You are viewing a plain text version of this content. The canonical link for it is here.
Posted to dev@cayenne.apache.org by Aristedes Maniatis <ar...@ish.com.au> on 2007/05/25 07:11:31 UTC
Paging and SQL queries
We have recently been testing our 3 tier Cayenne app with a larger
number of records and finding some performance problems with scale.
In particular we have a test database with 60,000 student records
(the production db will have 120,000). We are using paging (of 25
records) to ensure that when a user brings up the list of students on
the client we don't load them all across the network. However we are
still seeing load times of around 40 seconds. At the moment we are
using objects, not DataRows on the client.
One part of the problem appears to occur on the server. The SQL
Cayenne generates looks like this:
SELECT * FROM Student t0 WHERE (t0.isDeleted IS NULL) OR
(t0.isDeleted = 0) ORDER BY t0.firstName
although the * is actually a list of every field in the table.

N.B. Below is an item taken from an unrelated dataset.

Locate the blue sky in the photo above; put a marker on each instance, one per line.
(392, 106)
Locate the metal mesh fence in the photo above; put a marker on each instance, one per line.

We
timed this query against the db and even directly without Cayenne it
takes 16 seconds to return all the data. I presume the next 24
seconds Cayenne spends parsing the results into DataRows or Objects.
Instead, if we executed:
SELECT t0.id FROM Student t0 WHERE (t0.isDeleted IS NULL) OR
(t0.isDeleted = 0) ORDER BY t0.firstName
Then it returns in about 2 seconds (when performing this query
directly against the db and not through Cayenne).
Q1: So, my first question is why is Cayenne doing this? If paging is
switched on, shouldn't Cayenne be fetching only the primary keys and
then faulting in the particular records it needs in full?
We can see paging working with the query which Cayenne executes next:
SELECT * t0 WHERE ((t0.id = ?) OR (t0.id = ?) OR (t0.id = ?) OR
(t0.id = ?) OR (t0.id = ?) OR (t0.id = ?) OR (t0.id = ?) OR (t0.id
= ?) OR (t0.id = ?) OR (t0.id = ?) OR (t0.id = ?) OR (t0.id = ?) OR
(t0.id = ?) OR (t0.id = ?) OR (t0.id = ?) OR (t0.id = ?) OR (t0.id
= ?) OR (t0.id = ?) OR (t0.id = ?) OR (t0.id = ?) OR (t0.id = ?) OR
(t0.id = ?) OR (t0.id = ?) OR (t0.id = ?) OR (t0.id = ?)) AND
((t0.isDeleted IS NULL) OR (t0.isDeleted = ?)) [bind: 18569, 18521,
18253, 18060, 17932, 16451, 16395, 15967, 15819, 14773, 14492, 14317,
14280, 13088, 12464, 11183, 10957, 10378, 10219, 9686, 9554, 9435,
9155, 8611, 8038, 0]
25 records are paged into Cayenne as expected. But Cayenne has
already fetched into memory (server-side) all the records in the
original query.
Q2: Would it more more efficient from a db perspective to use the
"t0.id IS IN (?, ?, ?...)" style syntax here instead or does it make
no difference? I don't know enough about SQL optimisation to know
either way, but at least the SQL is shorter (which might be good!).
Cheers
Ari Maniatis
-------------------------->
ish
http://www.ish.com.au
Level 1, 30 Wilson Street Newtown 2042 Australia
phone +61 2 9550 5001 fax +61 2 9550 4001
GPG fingerprint CBFB 84B4 738D 4E87 5E5C 5EFA EF6A 7D2E 3E49 102A
Re: Paging and SQL queries
Posted by Andrus Adamchik <an...@objectstyle.org>.
On May 28, 2007, at 9:49 AM, Andrus Adamchik wrote:
>
>>
>> I don't quite understand what 'resolvesFirstPage()' refers to.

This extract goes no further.